Kali's New (Years) Project

My new years project; to create a full English vegan breakfast.

A full English is also known as a fry up, or as bacon and eggs, although I'll be leaving those ingredients out.  To be honest, when I hear full English, I don't think "bacon and eggs", although I gather I'm a bit weird in that.

Wikipedia lists several items it can include, many of which overlap - ie, potato cakes, hash browns, potato waffles, sautéed potatoes, chips, etc.  I'm not about to make all of them for one meal (and I'd be surprised if anyone were willing to eat that whole thing), so I basically need a short list.

Lots of pubs and cafés will sell all day breakfasts, which are basically a full English.  These vary from place to place.  Off the top of my head (since adobe is being a whiny little bitch, and won't let me view the menus right now), O'Neills, which is an Irish pub, serves theirs with soda bread and potato bread, but no hash browns.  Wetherspoons includes a fried egg, bacon, sausage, baked beans, hash browns, a flat mushroom and half a grilled tomato, but no kinds of bread or toast.

Personally, I don't think sweet ingredients - ie, scones, pancakes, or french toast - have a place in a full English.  When I travelled in the US, I remember noticing how much more sweet and savoury flavours seemed to be mixed.  For instance, our pancakes are more like European crepes, and are sweet, while our bread, as a rule, doesn't contain any kind of sweetener (my first US ham sandwich, back when I was an omni, was a very odd experience).  We wouldn't normally, for instance, eat ham with syrup, although, that said, I think we will sometimes glaze meat with honey.

I also don't think chips are breakfast, so I'll probably be going with hash browns.  I do love my hash browns.  I've never been a huge fan of fried eggs, but tofu scramble is always an option.  This bacon recipe looks interesting, I've already made baked beans, and these mushrooms look delicious (replace the crème fraiche and lemon juice with vegan sour cream, et voila).  I've also been planning on making Vegan Dad's sausages, and I love the look of Gizzi Erskine's sour dough bread griddle toast (see the mushroom recipe).  Since the baked beans include fresh tomatoes, it seems like overkill to include grilled tomatoes as well.

The baked beans I am snacking on while writing this.  Made with a fried onion, four whole tomatoes, garlic paste, tomato paste, brown sugar, vegetable stock, canellini beans and a pinch of thyme.  OMGSOGOOD.

I do want to focus on the English version, but I'm open to things from the other British variations.  I'm not about to try recreating black pudding or haggis though, interesting as the challenge might be.  I didn't eat those as an omni, I'm not going to start now.  Scots are weird.

While I'm making stuff from scratch and packing in the fresh veggies, I am also perfectly willing to fry the hell out of stuff (it's terribly easy not to get enough fat on a vegan diet).
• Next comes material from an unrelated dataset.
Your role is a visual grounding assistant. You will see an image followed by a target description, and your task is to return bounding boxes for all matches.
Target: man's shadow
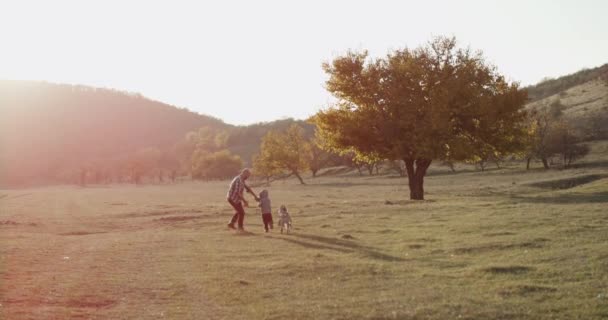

Apart from the things listed above, I'm easy.

So, my question is; what do other people consider to be quintessential to a full English breakfast?  Comment and tell me!  Don't worry about making it vegan, I'll do that bit.  Just whatever comes to mind.

1 comment:

  1. My experience with breakfast in America was quite wonderful, whenever I bothered to eat something other than Golden Graham's straight from the box, as over there you can douse a cooked breakfast with Tabasco. Fried potato cubes, poached eggs, thick cuts of bacon and lashings of Tabasco - quite wonderful and possibly superior to the Full English. Maybe.